Early securities exchanges were intermediated by auctioneers, who also conducted auctions of commodities such as wheat and tobacco. The agreement, named the "Buttonwood Agreement," eliminated the need for auctioneers and set a commission rate.
One year later, in 1793, traders conducted their business inside the Tontine Coffee House. Twenty-some years later, in 1817, the organization officially became the New York Stock & Exchange Board, later simplified to the New York Stock Exchange in 1863.
By 1869, membership had to be capped, and has been sporadically increased since.
The location changed several times before settling into its present location at 11 Wall Street in 1865.

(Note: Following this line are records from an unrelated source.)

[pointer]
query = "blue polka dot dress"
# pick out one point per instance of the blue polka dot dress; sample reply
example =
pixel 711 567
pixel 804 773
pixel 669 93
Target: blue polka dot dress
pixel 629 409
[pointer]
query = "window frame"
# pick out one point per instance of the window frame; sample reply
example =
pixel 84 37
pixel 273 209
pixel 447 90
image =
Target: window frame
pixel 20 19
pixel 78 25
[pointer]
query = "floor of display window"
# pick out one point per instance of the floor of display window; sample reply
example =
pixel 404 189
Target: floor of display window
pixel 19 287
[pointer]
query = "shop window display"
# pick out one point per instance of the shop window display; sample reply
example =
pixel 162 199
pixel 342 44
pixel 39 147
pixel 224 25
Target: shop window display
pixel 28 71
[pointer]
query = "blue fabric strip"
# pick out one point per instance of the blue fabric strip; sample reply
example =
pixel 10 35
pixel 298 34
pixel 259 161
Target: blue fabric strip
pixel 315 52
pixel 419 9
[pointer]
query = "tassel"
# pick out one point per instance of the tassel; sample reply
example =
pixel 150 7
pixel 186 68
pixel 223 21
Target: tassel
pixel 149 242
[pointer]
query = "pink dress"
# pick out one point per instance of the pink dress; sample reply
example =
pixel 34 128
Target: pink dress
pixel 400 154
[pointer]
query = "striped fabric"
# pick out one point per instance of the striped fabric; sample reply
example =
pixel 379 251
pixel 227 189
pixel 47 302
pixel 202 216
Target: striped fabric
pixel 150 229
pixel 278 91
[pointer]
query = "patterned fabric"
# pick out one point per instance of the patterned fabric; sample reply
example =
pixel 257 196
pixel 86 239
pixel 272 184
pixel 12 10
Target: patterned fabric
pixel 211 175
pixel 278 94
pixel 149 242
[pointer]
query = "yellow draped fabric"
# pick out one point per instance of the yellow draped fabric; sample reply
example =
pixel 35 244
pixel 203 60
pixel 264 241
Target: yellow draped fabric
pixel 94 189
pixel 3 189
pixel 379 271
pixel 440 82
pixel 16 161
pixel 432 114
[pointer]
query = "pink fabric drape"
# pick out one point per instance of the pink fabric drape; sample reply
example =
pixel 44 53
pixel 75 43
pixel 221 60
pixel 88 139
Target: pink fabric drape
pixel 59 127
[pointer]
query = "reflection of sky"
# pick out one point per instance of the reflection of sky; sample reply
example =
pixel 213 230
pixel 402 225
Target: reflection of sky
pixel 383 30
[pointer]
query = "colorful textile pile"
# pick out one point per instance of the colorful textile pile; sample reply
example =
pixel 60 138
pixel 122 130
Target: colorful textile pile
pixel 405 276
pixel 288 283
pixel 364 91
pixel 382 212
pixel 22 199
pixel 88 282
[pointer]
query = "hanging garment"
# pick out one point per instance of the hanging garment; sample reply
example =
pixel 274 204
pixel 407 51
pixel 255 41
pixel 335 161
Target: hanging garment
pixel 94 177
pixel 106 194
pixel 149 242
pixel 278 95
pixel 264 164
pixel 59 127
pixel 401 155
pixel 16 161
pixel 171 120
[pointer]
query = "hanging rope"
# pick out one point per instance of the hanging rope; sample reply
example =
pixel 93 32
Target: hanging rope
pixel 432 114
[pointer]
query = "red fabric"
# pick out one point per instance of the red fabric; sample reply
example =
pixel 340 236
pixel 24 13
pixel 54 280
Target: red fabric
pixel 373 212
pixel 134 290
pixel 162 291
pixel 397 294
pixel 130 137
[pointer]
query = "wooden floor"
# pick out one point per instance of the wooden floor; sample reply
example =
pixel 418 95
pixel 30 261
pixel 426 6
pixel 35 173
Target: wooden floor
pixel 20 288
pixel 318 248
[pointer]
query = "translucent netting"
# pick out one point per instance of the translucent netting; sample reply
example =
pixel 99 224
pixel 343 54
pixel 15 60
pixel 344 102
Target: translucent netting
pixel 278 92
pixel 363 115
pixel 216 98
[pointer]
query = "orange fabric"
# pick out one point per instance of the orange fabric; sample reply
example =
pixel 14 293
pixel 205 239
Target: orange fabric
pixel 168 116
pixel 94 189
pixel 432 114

In 1878, telephones were installed, giving investors direct access to brokers on the floor of the exchange. The increased activity made the exchange cap the number of members to 1,060, seats.
The 1929 crash led to heavy regulation by the U.S. government. The NYSE subsequently registered with the United States Securities and Exchange Commission.
The famous signal to start and stop trading was not always a bell. The original signal was a gavel and for a time, a gong.
Today, the New York Stock Exchange is by far the world's largest stock exchange by market capitalization of its listed companies at $22.9 trillion as of 2019.